BeoutQ could not be reached for comment. Arabsat and Saudi Arabia’s General Sports Authority did not respond to requests for comment.

BeIN’s campaign against beoutQ comes amid an ongoing diplomatic standoff between Qatar and Saudi Arabia. Saudi authorities have banned beIN from their country as part of a 19-month-old blockade of Qatar, which they accuse of supporting terrorism. Qatar rejects those accusations as baseless.

BeIN is trying to fight beoutQ from an anti-piracy center operating around-the-clock at its Doha headquarters. Sports organizations such as soccer groups FIFA and UEFA have said that they are taking legal action against beoutQ. British broadcasters BBC and Sky have backed a formal EU protest against the service.

But the entertainment industry has largely ignored the matter, even though beIN says it has found 10,000 major international movies and TV series on beoutQ’s apps, many of them pilfered from U.S. studios.

“The real frustration that we’ve got is that the significant engine of Hollywood has not stood up and said, ‘Look this is wrong, it needs to stop, and we are going to put our advocacy muscle behind it,’” said Tom Keaveny, a former Discovery exec who is beIN’s managing director in the Middle East. “We just want the studios to step up and have the same level of indignation and respect for their own IP that we have for their IP.”

In a statement to Variety Stan McCoy, president and managing director of the Motion Picture Assn. for Europe, Middle East and Africa, agreed that beoutQ infringes “the rights of companies that invest in high-quality sports and entertainment content, undermining the growing legitimate Middle East marketplace.”

“We take this issue very seriously,” McCoy said, adding that “reducing this kind of piracy requires a comprehensive approach, from expanding access to legal content services to enforcing the rule of law to hold operators and organizations accountable.”

BeIN is a state-owned spinoff of Qatar’s Al Jazeera news network and owns Los Angeles-based Miramax Films. It has been shaking up the Middle East pay-TV market since 2015, when it branched out from sports into general entertainment.

Several pieces of international litigation have been lodged over beoutQ, including a complaint with the World Trade Organization, which last month approved Qatar’s request to set up a panel on Saudi Arabia’s alleged failure to provide adequate protection of intellectual property rights.

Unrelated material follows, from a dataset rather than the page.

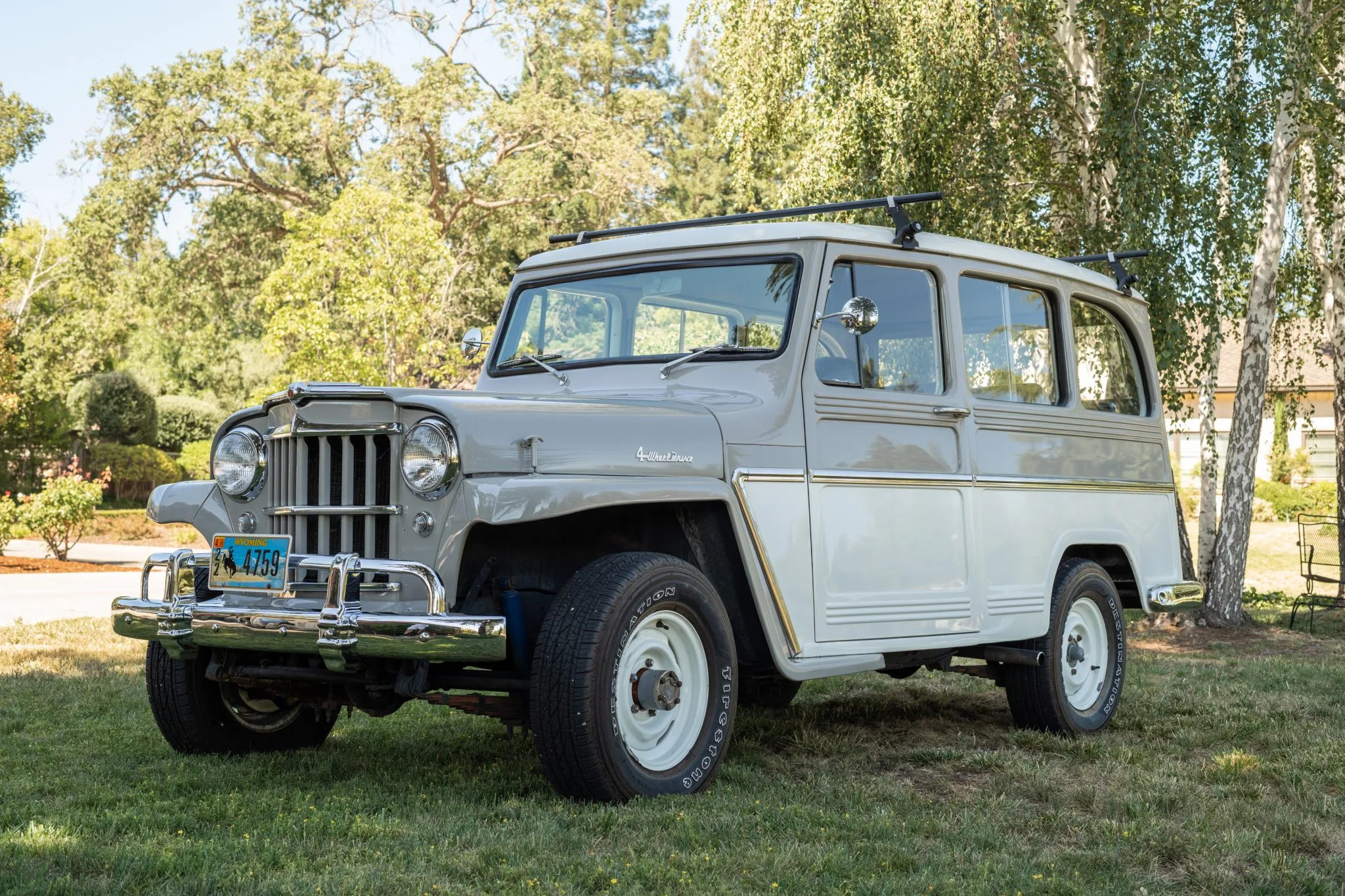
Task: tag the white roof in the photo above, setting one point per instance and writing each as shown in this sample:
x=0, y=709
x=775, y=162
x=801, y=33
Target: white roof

The EU, Canada and China supported Qatar’s case against Saudi Arabia. The U.S. did not, but last year it did place Saudi Arabia on a watch list that identifies countries with inadequate intellectual property protection.

IHT Markit analyst Constantinos Papavassilopoulos said that, despite statements of solidarity with beIN, sports organizations and Hollywood are “refraining from blaming the Saudi government” for beoutQ’s activities because they don’t want to jeopardize access to the growing Saudi market. Since late 2017, when Saudi Crown Prince Mohammed Bin Salman lifted a 35-year-old ban on movie theaters, there has been plenty of media- and entertainment-related activity in the oil-rich kingdom.

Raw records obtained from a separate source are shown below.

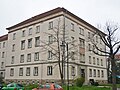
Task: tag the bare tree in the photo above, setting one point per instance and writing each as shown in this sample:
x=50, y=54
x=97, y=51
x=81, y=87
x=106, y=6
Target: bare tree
x=54, y=45
x=112, y=47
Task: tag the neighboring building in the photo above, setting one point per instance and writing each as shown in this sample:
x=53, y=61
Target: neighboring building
x=27, y=63
x=3, y=54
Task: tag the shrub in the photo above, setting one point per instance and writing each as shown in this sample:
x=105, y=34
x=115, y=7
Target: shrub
x=79, y=81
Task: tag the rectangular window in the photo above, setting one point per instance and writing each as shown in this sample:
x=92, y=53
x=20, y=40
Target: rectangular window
x=50, y=39
x=101, y=62
x=88, y=35
x=30, y=31
x=51, y=25
x=21, y=58
x=30, y=43
x=96, y=39
x=35, y=71
x=37, y=41
x=73, y=71
x=14, y=36
x=23, y=33
x=11, y=72
x=81, y=31
x=102, y=73
x=82, y=43
x=3, y=44
x=2, y=65
x=3, y=54
x=98, y=73
x=29, y=57
x=97, y=61
x=72, y=26
x=49, y=55
x=36, y=56
x=21, y=72
x=90, y=60
x=89, y=47
x=73, y=55
x=37, y=29
x=0, y=45
x=94, y=61
x=94, y=73
x=73, y=40
x=23, y=45
x=13, y=47
x=49, y=70
x=90, y=72
x=28, y=71
x=12, y=60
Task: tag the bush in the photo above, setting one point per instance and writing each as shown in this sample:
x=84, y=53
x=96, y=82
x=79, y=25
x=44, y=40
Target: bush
x=79, y=81
x=96, y=84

The website offering evidence of what beIN calls “industrial-scale theft” was launched last Wednesday, the same day that the Saudi city of Jeddah hosted the Italian Super Cup soccer final between Juventus and A.C. Milan, as part of a $22 million deal with Italy’s Lega Serie A. BeIN and other broadcasters complained that the Lega chose a host country implicated in the piracy of the league’s own content.

The following day, the Qatari and Saudi Arabian soccer teams played a politically charged Asian Cup match in Abu Dhabi shortly after the Asian Football Confederation said it was taking legal action against beoutQ in Saudi Arabia for illegally broadcasting the tournament.

Qatar – which will host the 2022 World Cup – beat Saudi Arabia 2-0. But the bigger faceoff continues.

Stewart Clarke contributed to this report.